原付一種や二種に、新基準原付。小排気量モデルである「原付バイク」のオイル交換は、車両の性能維持や寿命延長に欠かせないメンテナンスのひとつです。排気量が少ないほどエンジンのフル稼働率は高く、使用されているオイル量が少ないこともあって、血液とも言うべきエンジンオイルの劣化には神経を使うべきでしょう。本記事では「原付オイル交換目安」「費用」「頻度」についてわかりやすく解説し、「自分で交換する手順」「どこで交換できるか」も詳しく紹介します。
●文:ヤングマシン編集部(カイ) ●写真:橘 祐一
原付バイクのオイル交換目安とは? 交換頻度のポイント
内燃エンジンにとって、潤滑/冷却/密封/清浄分散/防錆を担うエンジンオイルは、まさに血液とも言うべき重要なパーツです。

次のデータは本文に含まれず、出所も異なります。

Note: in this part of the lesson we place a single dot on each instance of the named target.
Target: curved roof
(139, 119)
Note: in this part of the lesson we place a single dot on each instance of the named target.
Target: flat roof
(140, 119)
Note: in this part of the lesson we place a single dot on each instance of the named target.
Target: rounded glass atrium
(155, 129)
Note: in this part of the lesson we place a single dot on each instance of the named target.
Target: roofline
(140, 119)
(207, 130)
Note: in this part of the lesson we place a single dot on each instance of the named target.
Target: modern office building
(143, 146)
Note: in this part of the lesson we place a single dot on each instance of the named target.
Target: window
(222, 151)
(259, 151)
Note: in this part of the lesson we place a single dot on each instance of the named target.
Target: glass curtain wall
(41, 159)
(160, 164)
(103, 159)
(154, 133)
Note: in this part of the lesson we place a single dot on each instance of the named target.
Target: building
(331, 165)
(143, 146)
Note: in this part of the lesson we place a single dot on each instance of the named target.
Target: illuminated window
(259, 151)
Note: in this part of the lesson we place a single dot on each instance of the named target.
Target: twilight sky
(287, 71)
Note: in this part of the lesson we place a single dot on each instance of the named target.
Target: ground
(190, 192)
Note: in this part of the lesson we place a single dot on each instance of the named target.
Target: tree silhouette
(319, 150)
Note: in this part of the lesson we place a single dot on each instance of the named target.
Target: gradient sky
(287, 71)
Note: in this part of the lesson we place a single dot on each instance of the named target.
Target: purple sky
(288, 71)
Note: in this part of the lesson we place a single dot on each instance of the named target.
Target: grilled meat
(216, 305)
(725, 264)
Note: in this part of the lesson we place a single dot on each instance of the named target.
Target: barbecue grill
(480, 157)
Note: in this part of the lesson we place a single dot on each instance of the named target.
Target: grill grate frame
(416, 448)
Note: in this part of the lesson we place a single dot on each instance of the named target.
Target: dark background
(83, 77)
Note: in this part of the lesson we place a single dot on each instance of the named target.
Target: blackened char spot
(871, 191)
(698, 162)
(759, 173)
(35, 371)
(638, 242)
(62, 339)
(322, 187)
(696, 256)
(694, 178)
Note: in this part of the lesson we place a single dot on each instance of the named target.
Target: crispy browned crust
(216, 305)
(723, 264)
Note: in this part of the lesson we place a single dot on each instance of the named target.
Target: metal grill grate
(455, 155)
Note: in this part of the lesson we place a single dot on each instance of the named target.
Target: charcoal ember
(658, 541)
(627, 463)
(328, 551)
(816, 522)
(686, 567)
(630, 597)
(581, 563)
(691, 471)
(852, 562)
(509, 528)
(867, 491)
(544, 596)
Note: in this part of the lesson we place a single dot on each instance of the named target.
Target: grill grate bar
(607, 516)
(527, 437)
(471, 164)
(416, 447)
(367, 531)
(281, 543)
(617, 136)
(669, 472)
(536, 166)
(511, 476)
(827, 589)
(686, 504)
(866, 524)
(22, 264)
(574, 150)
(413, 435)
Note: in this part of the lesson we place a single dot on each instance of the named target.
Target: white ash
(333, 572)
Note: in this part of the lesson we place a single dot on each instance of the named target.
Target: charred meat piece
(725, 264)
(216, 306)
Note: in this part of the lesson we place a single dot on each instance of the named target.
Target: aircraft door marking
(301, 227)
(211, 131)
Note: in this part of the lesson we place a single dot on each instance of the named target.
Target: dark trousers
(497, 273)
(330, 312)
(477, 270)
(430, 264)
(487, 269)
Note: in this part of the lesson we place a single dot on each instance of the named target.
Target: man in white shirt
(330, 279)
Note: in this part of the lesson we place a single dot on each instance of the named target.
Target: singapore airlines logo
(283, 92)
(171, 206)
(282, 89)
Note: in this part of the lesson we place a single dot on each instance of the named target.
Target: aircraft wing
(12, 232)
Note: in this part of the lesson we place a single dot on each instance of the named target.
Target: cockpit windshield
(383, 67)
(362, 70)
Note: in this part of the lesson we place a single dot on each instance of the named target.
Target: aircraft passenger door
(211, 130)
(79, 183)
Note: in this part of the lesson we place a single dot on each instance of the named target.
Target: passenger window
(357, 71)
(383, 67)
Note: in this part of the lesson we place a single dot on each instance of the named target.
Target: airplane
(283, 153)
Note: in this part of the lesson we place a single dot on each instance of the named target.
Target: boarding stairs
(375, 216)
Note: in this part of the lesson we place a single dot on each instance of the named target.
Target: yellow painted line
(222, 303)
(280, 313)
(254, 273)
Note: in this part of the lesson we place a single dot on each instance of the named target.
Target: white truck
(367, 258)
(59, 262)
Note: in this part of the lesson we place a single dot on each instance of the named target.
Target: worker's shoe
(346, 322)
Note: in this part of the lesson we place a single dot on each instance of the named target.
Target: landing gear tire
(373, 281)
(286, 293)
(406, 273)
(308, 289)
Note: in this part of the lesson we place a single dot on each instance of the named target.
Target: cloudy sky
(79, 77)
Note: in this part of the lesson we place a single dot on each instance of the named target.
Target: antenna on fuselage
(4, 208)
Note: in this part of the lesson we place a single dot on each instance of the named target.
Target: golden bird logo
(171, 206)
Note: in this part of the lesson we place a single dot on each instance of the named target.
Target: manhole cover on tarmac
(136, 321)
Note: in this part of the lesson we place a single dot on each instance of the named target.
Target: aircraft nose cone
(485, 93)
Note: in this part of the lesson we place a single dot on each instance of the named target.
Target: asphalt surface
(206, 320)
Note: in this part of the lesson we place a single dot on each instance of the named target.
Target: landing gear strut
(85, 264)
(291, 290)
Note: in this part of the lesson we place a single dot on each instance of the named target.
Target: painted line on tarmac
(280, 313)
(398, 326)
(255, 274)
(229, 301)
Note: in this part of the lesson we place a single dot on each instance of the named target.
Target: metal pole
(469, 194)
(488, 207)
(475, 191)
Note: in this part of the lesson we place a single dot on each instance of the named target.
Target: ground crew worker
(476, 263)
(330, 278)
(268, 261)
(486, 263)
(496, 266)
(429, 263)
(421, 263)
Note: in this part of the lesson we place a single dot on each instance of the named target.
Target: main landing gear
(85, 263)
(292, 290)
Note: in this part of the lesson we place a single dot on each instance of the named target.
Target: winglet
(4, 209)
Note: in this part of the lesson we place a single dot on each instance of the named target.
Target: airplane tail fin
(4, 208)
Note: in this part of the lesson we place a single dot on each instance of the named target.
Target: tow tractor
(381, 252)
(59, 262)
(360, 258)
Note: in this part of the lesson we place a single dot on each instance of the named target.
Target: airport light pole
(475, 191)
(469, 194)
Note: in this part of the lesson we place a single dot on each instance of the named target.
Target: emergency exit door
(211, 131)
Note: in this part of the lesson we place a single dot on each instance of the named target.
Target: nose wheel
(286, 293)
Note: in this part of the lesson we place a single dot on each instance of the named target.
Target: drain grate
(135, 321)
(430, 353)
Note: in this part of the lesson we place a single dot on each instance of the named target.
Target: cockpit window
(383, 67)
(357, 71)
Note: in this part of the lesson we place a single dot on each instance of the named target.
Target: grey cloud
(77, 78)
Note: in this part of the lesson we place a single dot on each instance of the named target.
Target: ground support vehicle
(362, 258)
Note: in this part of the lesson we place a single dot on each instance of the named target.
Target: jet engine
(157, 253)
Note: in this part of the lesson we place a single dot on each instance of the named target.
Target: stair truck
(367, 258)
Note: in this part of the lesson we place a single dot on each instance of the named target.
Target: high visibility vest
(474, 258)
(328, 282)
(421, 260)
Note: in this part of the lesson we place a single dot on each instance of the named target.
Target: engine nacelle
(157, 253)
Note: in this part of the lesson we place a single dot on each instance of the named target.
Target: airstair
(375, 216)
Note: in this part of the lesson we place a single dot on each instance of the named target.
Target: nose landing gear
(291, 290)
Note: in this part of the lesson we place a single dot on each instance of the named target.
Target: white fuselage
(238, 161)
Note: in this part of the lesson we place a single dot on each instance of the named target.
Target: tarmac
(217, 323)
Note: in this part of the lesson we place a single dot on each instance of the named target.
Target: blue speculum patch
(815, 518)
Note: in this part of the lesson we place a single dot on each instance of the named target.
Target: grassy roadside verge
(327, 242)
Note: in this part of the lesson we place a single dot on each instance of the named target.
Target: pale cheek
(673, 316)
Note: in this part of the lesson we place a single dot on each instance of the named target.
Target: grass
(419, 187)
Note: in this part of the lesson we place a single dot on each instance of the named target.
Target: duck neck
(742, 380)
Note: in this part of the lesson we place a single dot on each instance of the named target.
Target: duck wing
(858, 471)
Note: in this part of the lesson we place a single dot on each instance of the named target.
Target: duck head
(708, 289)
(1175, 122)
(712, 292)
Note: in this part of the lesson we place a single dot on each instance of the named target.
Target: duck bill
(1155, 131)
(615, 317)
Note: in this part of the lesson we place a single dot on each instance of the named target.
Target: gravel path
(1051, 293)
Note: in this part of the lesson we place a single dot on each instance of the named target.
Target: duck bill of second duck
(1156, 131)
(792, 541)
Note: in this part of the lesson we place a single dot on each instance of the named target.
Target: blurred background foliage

常に高温にさらされてエンジン内部で酷使されているエンジンオイルは、エンジンを守るのと引き換えに徐々に劣化していき、やがてエンジンを守りきれなくると重大なトラブルへ繋がることもあります。
従ってエンジンオイルの状態は常に確認し、エンジントラブルを未然に防ぐメンテナンスは欠かせません。オイル交換の目安は走行距離や使用状況によって異なりますが、一般的には3000km〜5000kmごと、または3〜6ヵ月に一度が推奨されています。
頻繁に乗らなくともエンジンオイルは時間とともに劣化していくため、定期的なチェックが必要です。
日常のアシとして使われる原付バイクは気軽が故に走行距離が伸びがちでありながら、そのエンジンオイルmの状態まで気を遣っている人は多くない。小排気量車は搭載するエンジンオイルも少量になるため、劣化度合いは常に監視しておきたい。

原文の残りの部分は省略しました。